Sauf que L, aka Ryuuzaki, n’était pas n’importe quel être humain.
Et cela faisait précisément deux jours et vingt-et une heures que le détective n’avait pas fermé l’œil. Ou plutôt il ne pouvait pas se le permettre.
Il était en ce moment sur une affaire très délicate de trafique d’armes. Il y avait de cela quatre jours, le FBI avait arrêté un terroriste qui possédait une disquette contenant de nombreuses informations. Après avoir passé toute une journée avec un équipe d’experts à forcer le système qui protéger le disque et à décoder les fichiers, le détective avait finalement découvert qu’une livraison importante devait avoir lieu ce soir même à Paris.
Après avoir pris un jet privé, loué rapidement une péniche sur le bord de la Seine et demandé à Watari de prendre contact avec les informateurs disponibles, le voilà à présent en train de décoder le reste des fichiers contenus sur la disquette.
Watari, allongé sur le lit, se redressa en baillant. Puis il se leva et enfila son manteau.

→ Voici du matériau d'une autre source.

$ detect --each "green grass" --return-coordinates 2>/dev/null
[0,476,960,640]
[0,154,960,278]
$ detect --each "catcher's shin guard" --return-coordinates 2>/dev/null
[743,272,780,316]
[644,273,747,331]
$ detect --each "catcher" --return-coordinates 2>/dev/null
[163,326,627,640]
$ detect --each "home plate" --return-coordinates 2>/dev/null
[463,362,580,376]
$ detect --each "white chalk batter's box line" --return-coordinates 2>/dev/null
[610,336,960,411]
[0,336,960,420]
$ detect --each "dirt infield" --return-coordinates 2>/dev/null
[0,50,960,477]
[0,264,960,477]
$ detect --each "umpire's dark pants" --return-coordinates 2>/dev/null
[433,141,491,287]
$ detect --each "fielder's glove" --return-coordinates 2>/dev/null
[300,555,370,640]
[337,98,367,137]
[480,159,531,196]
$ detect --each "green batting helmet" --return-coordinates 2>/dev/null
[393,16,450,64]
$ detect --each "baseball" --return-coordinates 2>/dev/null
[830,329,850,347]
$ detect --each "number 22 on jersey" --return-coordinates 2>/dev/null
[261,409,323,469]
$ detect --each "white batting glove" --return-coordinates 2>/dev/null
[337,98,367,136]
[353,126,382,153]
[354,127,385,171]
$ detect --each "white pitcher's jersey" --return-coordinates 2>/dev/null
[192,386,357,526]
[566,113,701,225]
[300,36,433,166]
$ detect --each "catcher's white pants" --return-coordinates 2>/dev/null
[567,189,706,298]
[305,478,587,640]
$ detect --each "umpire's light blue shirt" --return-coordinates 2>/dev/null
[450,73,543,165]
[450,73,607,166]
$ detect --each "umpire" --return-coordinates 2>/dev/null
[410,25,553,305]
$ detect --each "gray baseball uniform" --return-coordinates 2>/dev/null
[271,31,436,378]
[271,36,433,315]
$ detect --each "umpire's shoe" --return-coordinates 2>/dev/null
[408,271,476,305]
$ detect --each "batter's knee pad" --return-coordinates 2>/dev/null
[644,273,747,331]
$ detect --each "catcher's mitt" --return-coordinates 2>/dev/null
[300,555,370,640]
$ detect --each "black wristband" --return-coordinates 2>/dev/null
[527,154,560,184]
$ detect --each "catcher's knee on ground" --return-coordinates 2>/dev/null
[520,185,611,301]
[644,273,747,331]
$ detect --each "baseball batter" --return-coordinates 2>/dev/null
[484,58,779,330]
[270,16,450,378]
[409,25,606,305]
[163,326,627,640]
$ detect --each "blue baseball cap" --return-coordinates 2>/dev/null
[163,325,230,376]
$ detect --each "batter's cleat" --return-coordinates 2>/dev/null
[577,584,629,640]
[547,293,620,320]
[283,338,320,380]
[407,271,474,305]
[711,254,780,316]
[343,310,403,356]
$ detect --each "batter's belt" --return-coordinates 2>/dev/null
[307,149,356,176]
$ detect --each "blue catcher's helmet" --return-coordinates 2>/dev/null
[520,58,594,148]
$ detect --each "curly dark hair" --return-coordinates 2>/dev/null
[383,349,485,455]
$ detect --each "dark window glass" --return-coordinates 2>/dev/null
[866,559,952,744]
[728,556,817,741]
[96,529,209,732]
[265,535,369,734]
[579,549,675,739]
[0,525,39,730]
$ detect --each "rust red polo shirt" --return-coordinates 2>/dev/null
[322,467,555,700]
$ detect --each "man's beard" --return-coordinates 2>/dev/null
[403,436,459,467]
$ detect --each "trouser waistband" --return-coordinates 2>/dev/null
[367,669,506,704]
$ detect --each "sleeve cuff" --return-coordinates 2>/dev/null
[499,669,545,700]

-Vous allez rejoindre votre contact ? demanda L sans lever les yeux de son ordinateur.
Le vieil homme acquiesça.
-Je lui ai donné rendez-vous à 21 heures.
-Très bien.
Aucun autre mot ne fut échangé. A quoi bon d’ailleurs ? Watari remonta sur le pont et se dirigea vers sa voiture, stationnée dans l’impasse à côté.
Même s’il ne voulait rien laisser paraître, l’état de L l’inquiétait. Il savait que le jeune homme n’était pas quelqu’un qui dormait beaucoup, mais tout de même…
Au moment où il s’apprêtait à ouvrir la portière, une idée le stoppa. Il avait aperçu une boutique de confiseries dans la rue à côté. Et s’il achetait quelques sucreries au détective avant de partir ? Son contact pouvait bien attendre cinq minutes, après tout.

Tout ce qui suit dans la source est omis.